Dio tace e, alla fine, se non è d’accordo, dice
semplicemente «Mah…!?». Non lo senti con la mente, ma col cuore, e tutte le tue
costruzioni crollano miseramente, perché tutto ciò che non è Bene non sta in
piedi se non è la tua rabbia o la tua paura a sostenerlo.
Per rimetterti in carreggiata a Lui basta un accenno: «Non
è a questo che ti ho chiamato…». E tutto assieme riemerge quel che tu sei con
Lui, la tua storia con Lui a cui i tuoi progetti arrabbiati non danno
continuità. Due parole che ti spiazzano e in un attimo ribaltano tutto e lo
rimettono nella giusta prospettiva.
Ora tocca a te rimettere a posto, tenendo conto di te e
dell’altro. Che è il modo del Dio-Trinità.
Michele
Bortignon
E’ naturale che dopo una lite si
chieda scusa… ma solo se si ha torto. E, guarda caso, noi non abbiamo quasi mai
torto… per non dire mai. Anche l’altra parte, però, è convinta di aver sempre
ragione… Come mai? I conti non tornano!
Trovi tanti motivi per
giustificarti... Ma, se ascolti bene dentro di te, senti che qualcosa non va:
perché altrimenti continueresti a ripeterti che hai ragione, che hai fatto
bene, che tu non hai sbagliato? Quel senso di non essere a posto, che ti pungola
anche se continui a ripeterti che tu sei a posto (nel discernimento la
chiamiamo “compunzione”), che ti fa sentire un po’ in torto, che non ti dà pace
e non ti lascia nella pace, viene da Dio: è Lui che ti “parla” e non ti lascia
nella pace per condurti a un bene e a una gioia vera.

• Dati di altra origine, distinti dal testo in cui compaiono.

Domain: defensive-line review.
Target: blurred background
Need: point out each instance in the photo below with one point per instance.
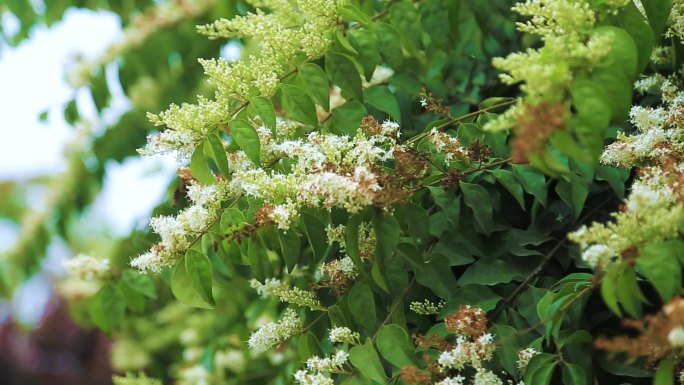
(76, 79)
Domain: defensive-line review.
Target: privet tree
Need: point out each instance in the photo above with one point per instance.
(396, 192)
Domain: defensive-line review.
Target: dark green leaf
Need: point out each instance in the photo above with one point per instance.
(394, 346)
(316, 83)
(264, 108)
(247, 138)
(297, 104)
(343, 73)
(366, 360)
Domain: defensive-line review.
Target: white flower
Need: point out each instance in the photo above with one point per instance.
(86, 267)
(272, 334)
(344, 335)
(524, 357)
(676, 337)
(305, 378)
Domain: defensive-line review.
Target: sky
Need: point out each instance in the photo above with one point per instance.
(32, 79)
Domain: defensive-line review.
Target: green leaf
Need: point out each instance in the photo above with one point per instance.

Da’ spazio e ascolto a quella
voce, metti da parte il tuo orgoglio ferito, la tua presunzione di giustizia e
osserva cosa fa e dice Gesù: «Se dunque io, il Signore e il Maestro, ho
lavato i piedi a voi, anche voi dovete lavare i piedi gli uni agli altri». (Gv
13, 14). Gesù ti invita ad abbassarti, a umiliarti, a chiedere scusa …anche se
la ragione è quasi tutta tua. Ecco, lavora su quel “quasi” e fatti un onesto
esame di coscienza: forse hai usato un modo sbagliato di porti, forse per
difenderti hai attaccato alzando la voce… Chiedere scusa non significa dare
totalmente ragione all’altro e neanche accettare le sue posizioni, ma
semplicemente riconoscere i tuoi errori e pentirtene. Attenzione, non si tratta
di chiedere scusa a Gesù: no, troppo comodo! Gesù ti chiede di lavare i piedi
ai fratelli, non a Lui. Si tratta proprio di umiliarti e chiedere scusa a chi
magari ti ha attaccato e offeso.
Questo passo di umiliarti non lo
puoi fare da solo: riuscirai a farlo solo se vai con Lui dall’altro, da chi ti
ha offeso. È solo andando assieme a Gesù che ti riuscirà di farlo con le parole
e i modi giusti, senza cercare di difenderti e senza curarti se l’altro capisce
e accetta o no il tuo gesto.
Prima di andare, fermati un po’
con Gesù, chiedigli di venire con te, chiedigli di farti capire il significato
di lavare i piedi.
Cosa succede dopo? Forse nella
situazione fra te e l’altra persona niente, ma a cambiare è il tuo animo: una
nuova leggerezza ti accompagna, il senso di aver fatto la cosa giusta, il
sentirti di nuovo per mano di Dio (Sant’
Ignazio la chiama
“consolazione”). L’aver messo fine a tutte quelle voci interiori che ti
tormentavano, la gioia e il sentirti bene saranno la conferma che dal bruco che
eri sei rinato farfalla, in volo libera per l’aria.